Nunca Mds, the report of the Argentinian commission, is, in her opinion,
the most successful of the three in transmitting "a cacophony of
individual voices" (p. 89). Phelps concludes her book with an
analysis of South Africa's Truth and Reconciliation Commission
(TRC), the hearings of which were, as Phelps is not the first to
observe, more important in shaping its reception than its massive
seven-volume report (1998-2003), which has not been widely read except
by jurists and scholars.

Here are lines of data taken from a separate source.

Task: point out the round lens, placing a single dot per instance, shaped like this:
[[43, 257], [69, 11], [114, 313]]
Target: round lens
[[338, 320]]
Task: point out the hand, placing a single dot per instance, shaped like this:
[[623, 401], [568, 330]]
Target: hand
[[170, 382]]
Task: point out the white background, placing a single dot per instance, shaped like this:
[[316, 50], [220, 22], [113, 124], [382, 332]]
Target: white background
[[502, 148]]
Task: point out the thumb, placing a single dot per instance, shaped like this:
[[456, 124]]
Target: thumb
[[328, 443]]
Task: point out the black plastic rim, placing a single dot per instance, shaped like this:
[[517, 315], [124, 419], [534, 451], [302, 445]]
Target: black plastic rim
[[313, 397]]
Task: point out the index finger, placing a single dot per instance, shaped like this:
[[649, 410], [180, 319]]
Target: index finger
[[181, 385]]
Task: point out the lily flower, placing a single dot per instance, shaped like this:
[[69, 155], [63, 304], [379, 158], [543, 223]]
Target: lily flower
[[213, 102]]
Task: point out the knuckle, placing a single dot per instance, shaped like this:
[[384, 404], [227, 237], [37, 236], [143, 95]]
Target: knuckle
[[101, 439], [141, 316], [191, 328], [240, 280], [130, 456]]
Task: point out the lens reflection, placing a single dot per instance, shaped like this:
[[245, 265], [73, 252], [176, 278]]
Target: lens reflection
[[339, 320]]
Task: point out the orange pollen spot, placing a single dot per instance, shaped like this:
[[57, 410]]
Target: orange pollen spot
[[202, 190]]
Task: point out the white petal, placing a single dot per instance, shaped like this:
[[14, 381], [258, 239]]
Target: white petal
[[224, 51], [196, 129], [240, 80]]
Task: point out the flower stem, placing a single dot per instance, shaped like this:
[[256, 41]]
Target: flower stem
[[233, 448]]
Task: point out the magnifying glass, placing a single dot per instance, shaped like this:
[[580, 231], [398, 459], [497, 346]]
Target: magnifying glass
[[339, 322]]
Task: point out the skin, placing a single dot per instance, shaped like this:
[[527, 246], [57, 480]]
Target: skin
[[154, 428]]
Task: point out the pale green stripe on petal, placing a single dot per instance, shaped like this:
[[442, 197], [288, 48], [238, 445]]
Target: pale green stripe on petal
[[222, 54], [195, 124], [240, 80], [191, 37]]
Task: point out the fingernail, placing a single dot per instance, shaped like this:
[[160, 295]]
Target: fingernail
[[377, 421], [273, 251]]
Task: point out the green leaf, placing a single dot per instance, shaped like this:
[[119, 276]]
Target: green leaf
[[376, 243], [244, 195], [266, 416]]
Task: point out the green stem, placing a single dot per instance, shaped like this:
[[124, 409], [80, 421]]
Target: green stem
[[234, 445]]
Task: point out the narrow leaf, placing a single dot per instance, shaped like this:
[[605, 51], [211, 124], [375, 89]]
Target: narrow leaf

The exceptional degree to which the TRC induced
the testimony of perpetrators occupies Phelps less than one might
expect, given that the more provocative implications of her book concern
Paulina's wish not simply to speak herself but to have Miranda
confess.
Phelps's intervention is timely for questioning the
established opposition between revenge and reconciliation. If speaking
and demanding speech from offenders can in certain ways satisfy the
passion for revenge by effecting retribution in her special sense of
getting back something (of the self), then the speaking fostered by
truth commissions looks like a benign alternative to the violence of
legally sanctioned and extralegal punishment that tends to exclude
victims from the equation.
There remain questions to be asked, however. A difficult one
concerns Phelps's conceptualization of revenge as nonviolent.
Having someone speak and answer questions may require the exercise of
violence; Paulina in Death and the Maiden holds a pistol to the head of
Miranda--whose name must allude, with some irony, to Miranda v. Arizona (1966), the case that, in the United States, established the right of a
person under arrest to remain silent. The question is whether this
violence should be viewed as part of the process of self-reclamation or
not. Should one insist on the irreducibility of this violent remainder
to retribution, as I maintain one must, we cannot simply say that this
coercion is not violence: we need a model that accounts for the
(minimal) retributive violence of the victim that appears to be an
essential moment of his/her recovery. One such model, I would suggest,
is the psychoanalytic one of reparation proposed by Melanie Klein in her
works of the 1930s, in terms of which the infant undertakes symbolic
efforts to repair the damage that it phantasizes having done to the
mother's body. This process is part of the development of the self,
and, as commentators have observed, the development of the self as an
ethical subject; the infant's efforts are a condition of
possibility for ethical action in later life--when violence done may be
actual. The acknowledgment of an unavoidable violence is necessary for
the full restoration of the self through reparation. We have to question
the idea that Paulina or any other victim knows what she "really
wants." In order for the cycle of vengeful violence to end, the
perpetrator must speak. In order for that to happen, however, he or she
must be made to speak. For Phelps's model to work, it is through
this ethical aporia that a victim must inevitably pass. Drama has the
means to stage this aporia of violence, whereas simple opposition of
locution to juridical violence risks repressing it, much as law is said,
in the first place, to have repressed the passion for revenge.